In my case, upstream wise the failover is handled by BGP and with BFD the failover is instantaneous (though we ended up not using it since it’s not that stable).
On an unexpected downtime depending on the type of downtime (ie: if the interface is up or down) even without BFD the failover can be very quick (depending on the BGP configuration on the upstreams, BGP timers, etc).

Local wise (clients’ vlans, etc) we use VRRP which will failover in 3 seconds after an unexpected downtime of the master router.

Also since VRRP uses the same virtual MAC address on both routers then no ARP updates should be done on any switch or client after the failover. Your method (unless you have forcefully changed the MAC address on the standby router) will cause unnecessary extra downtime on some clients if for some reason they don’t update their ARP tables quickly.

During a scheduled failover there is essentially no downtime. VRRP and BGP can failover gracefully without a single packet lost!

And you only need a minimum of 3 ports (1 uplink, 1 lan, 1 iBGP between the two routers) on each CCR leaving many ports for future expansion (ie: more uplinks, bonding, etc..)

The issue with MikroTik and HA in general is the lack of any way to sync two routers together.
When I saw your thread I was hoping you would post some way of syncing both routers automatically.
Especially on a statefull firewall with connection tracking the lack of state sync can cause many issues during a failover.


The catch to all this is how to sync both routers together so you don’t have to do double work every time you need to change something.
I haven’t found anything so far that fits my needs. It has been requests a few times to be added as a native feature of MikroTik.

I had considered VRRP. The problem being that at the colo datacenter (Peak 10), they clear tier mac address tables every 5 hours, instead of anything more reasonable. The problem being that the having the IP addresses come up with entirely different MAC addresses was not being recognized fast enough.

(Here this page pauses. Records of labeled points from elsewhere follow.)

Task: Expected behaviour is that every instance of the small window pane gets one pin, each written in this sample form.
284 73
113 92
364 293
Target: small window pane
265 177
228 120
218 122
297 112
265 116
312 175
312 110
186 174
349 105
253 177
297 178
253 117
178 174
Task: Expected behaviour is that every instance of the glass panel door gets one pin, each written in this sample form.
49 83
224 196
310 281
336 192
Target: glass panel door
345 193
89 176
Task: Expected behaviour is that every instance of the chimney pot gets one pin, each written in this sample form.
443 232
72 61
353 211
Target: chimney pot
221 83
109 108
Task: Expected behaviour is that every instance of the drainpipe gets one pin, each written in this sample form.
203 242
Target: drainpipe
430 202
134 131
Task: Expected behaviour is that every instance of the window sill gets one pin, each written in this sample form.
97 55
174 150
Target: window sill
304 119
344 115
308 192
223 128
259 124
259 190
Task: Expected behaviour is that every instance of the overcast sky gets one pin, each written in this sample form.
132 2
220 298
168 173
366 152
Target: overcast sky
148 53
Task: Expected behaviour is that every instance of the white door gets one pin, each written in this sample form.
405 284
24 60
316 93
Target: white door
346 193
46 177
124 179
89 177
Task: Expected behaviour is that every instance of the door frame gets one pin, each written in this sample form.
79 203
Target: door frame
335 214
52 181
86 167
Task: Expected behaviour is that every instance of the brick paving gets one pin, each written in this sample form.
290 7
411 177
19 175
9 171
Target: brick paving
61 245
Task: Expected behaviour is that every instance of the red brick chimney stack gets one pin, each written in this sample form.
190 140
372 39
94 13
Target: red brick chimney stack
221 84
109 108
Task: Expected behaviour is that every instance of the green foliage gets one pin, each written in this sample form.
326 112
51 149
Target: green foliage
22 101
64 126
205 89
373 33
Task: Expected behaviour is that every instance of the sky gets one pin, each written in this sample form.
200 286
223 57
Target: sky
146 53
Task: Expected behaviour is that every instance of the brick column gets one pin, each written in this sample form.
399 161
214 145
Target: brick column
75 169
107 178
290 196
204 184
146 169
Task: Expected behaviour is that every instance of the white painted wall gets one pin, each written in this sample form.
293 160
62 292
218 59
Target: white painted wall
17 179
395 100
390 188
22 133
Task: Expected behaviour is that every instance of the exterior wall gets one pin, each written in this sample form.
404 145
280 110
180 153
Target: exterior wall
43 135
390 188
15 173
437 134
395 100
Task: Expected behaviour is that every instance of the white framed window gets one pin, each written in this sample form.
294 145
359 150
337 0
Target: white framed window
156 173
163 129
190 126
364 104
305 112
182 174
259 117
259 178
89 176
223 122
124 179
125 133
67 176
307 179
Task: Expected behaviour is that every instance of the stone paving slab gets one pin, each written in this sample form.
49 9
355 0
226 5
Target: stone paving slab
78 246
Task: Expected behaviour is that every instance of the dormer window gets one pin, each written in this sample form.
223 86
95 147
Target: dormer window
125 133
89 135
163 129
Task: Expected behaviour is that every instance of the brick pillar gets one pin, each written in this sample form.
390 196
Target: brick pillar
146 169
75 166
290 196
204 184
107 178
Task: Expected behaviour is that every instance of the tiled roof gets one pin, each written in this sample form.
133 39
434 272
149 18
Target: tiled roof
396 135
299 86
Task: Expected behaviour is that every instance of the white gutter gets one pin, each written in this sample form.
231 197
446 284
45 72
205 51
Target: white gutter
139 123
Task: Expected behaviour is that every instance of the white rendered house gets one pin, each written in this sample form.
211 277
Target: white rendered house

What I ended up having to do is have configure the internet facing ports on both firewalls with the same MAC address. That way I didn’t have to wait for them to clear their ARP tables for the backup to come up. It was not a problem on my side of the network, since I control that network.

I also need a solution to do the changes on both at the same time. At the moment, I resolve this just by admin discipline, which is fine for me, but I would like something a little more robust for my guys.

I haven’t given up on this bit. I saw someone who was sending commands to multiple mikrotiks using SSH calls in bash. I am testing that to see if I could adopt that method to be able to provide something close to that.

Also, I did get VRRP working in the lab. I liked it, but for various reasons having to do with the way Peak 10 provides connectivity to us, we couldn’t get it to work at Peak 10.

The nice thing about Mikrotik is that you can generally script workarounds to achieve the desired goals. It’s a shame that your provider cannot adequately support a VRRP based solution. I personally use VRRP and have found it to do remarkably well. Its always nice to reboot an edge router and not even drop a VoIP call while it switches between routers.